Évidemment cette formule a déjà fait ses preuves, et ô combien, l’an dernier dans How to get away with Murder, donc c’est difficile de hurler au génie. Mais force est de constater que Quantico maîtrise plutôt bien l’art du thriller-teasing, tout ça dans une atmosphère de baraquement qui rappelle un peu celle d’un campus (je lis la surprise sur votre visage) tout en lui donnant une atmosphère autrement plus dangereuse, ne serait-ce que parce que les élèves sont habitués immédiatement à toujours porter une arme (fut-elle factice) sur eux. En outre, le premier épisode parvient à éviter quelques clichés qui ressemblent bigrement à des clins d’œil à la filmographie de Shonda Rhimes, par exemple quand Alex couche avec un parfait inconnu qui s’avère être un camarade de promotion, Meredith Grey sort de ce corps… sauf qu’elle n’en fait aucun mystère, et ne passe pas l’heure suivante à rougir de confusion et balbutier en espérant que le coup d’un soir se transforme en McDreamy d’une vie. En renversant ces passages attendus en sa faveur, comme pour mieux marquer son territoire peut-être, Quantico s’en tire plutôt bien, quand bien même tous ses personnages (et tous ses acteurs) sont loin d’être du même niveaux. Mais il faut noter que c’est une excellente année pour Johanna Braddy, après UnREAL cet été.
Le résultat ne vous fait pas tomber à la renverse, mais fait le job. Et pour autant qu’on apprécie ce genre, finalement c’est tout ce qu’on demande. On aimerait évidemment que Priyanka Chopra fasse des étincelles, mais c’est peut-être un peu beaucoup en demander dans cet épisode où il est attendu d’elle qu’Alex soit plus un ressort narratif (une usine à flashacks) qu’un personnage (avec des, vous savez, sentiments). Même « PC » ne peut rien contre une écriture qui ne s’intéresse pas aux protagonistes, juste aux rebondissements qu’ils peuvent apporter.
J’espérais un tantinet mieux, mais soyons clairs, Quantico aurait pu être bien pire. Personne ne mentionnera la série dans un quelconque top de fictions préférées d’ici 5 à 10 ans, mais certaines séries sont tout simplement faites pour être des denrées périssables… sans que ça les empêche d’être savoureuses avant d’atteindre leur date de péremption.
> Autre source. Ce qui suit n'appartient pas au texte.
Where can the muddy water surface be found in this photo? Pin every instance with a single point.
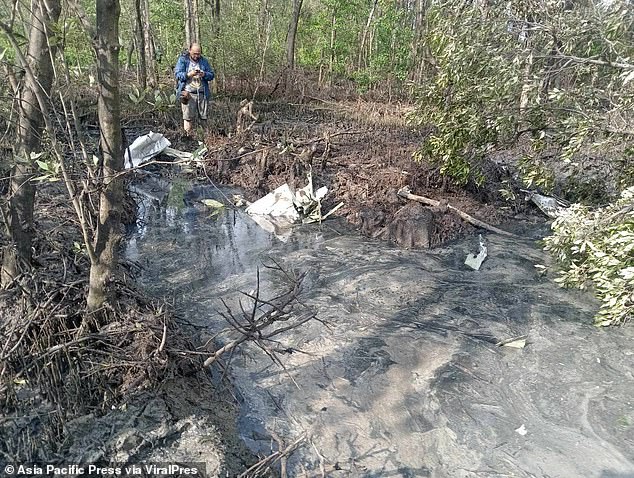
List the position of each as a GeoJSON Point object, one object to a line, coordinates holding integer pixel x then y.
{"type": "Point", "coordinates": [405, 379]}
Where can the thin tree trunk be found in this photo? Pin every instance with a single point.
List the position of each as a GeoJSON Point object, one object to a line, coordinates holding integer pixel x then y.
{"type": "Point", "coordinates": [108, 234]}
{"type": "Point", "coordinates": [333, 39]}
{"type": "Point", "coordinates": [19, 216]}
{"type": "Point", "coordinates": [140, 45]}
{"type": "Point", "coordinates": [195, 21]}
{"type": "Point", "coordinates": [188, 12]}
{"type": "Point", "coordinates": [364, 36]}
{"type": "Point", "coordinates": [150, 64]}
{"type": "Point", "coordinates": [292, 33]}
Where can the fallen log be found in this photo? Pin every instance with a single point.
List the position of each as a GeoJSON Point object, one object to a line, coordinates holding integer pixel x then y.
{"type": "Point", "coordinates": [405, 193]}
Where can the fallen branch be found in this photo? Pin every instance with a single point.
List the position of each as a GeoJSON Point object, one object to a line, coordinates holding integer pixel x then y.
{"type": "Point", "coordinates": [263, 319]}
{"type": "Point", "coordinates": [266, 463]}
{"type": "Point", "coordinates": [405, 193]}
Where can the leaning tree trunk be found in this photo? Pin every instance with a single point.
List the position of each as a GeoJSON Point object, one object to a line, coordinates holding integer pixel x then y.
{"type": "Point", "coordinates": [140, 44]}
{"type": "Point", "coordinates": [292, 33]}
{"type": "Point", "coordinates": [19, 214]}
{"type": "Point", "coordinates": [108, 233]}
{"type": "Point", "coordinates": [150, 56]}
{"type": "Point", "coordinates": [364, 37]}
{"type": "Point", "coordinates": [190, 10]}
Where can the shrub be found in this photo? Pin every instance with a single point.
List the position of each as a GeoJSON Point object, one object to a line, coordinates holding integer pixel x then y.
{"type": "Point", "coordinates": [596, 247]}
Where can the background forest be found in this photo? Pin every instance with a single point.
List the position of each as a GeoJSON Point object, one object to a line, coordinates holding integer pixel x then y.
{"type": "Point", "coordinates": [546, 83]}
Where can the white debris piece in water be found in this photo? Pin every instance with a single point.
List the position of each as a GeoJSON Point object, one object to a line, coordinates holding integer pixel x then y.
{"type": "Point", "coordinates": [145, 148]}
{"type": "Point", "coordinates": [548, 205]}
{"type": "Point", "coordinates": [474, 261]}
{"type": "Point", "coordinates": [278, 204]}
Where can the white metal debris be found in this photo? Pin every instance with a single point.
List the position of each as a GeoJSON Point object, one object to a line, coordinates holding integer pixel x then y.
{"type": "Point", "coordinates": [145, 148]}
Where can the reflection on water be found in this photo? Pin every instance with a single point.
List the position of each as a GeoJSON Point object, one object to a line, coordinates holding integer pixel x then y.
{"type": "Point", "coordinates": [403, 377]}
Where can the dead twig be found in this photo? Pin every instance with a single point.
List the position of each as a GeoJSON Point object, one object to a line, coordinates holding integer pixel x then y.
{"type": "Point", "coordinates": [257, 323]}
{"type": "Point", "coordinates": [266, 463]}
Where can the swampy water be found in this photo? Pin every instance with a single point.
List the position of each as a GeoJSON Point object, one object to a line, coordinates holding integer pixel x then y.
{"type": "Point", "coordinates": [401, 377]}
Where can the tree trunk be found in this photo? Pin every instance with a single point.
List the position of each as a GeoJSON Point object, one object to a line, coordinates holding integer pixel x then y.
{"type": "Point", "coordinates": [333, 39]}
{"type": "Point", "coordinates": [150, 64]}
{"type": "Point", "coordinates": [19, 216]}
{"type": "Point", "coordinates": [292, 33]}
{"type": "Point", "coordinates": [108, 233]}
{"type": "Point", "coordinates": [364, 36]}
{"type": "Point", "coordinates": [192, 30]}
{"type": "Point", "coordinates": [140, 45]}
{"type": "Point", "coordinates": [195, 21]}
Vu que Quantico vient de décrocher une saison complète, on sait que le goût restera en bouche une saison (pour ceux qui auront la patience), et sera ensuite, à plus ou moins court terme, remplacée par un autre produit de consommation courante, sans que ça ne fasse tiquer grand’monde. Voilà qui, au moins, n’est un secret pour personne.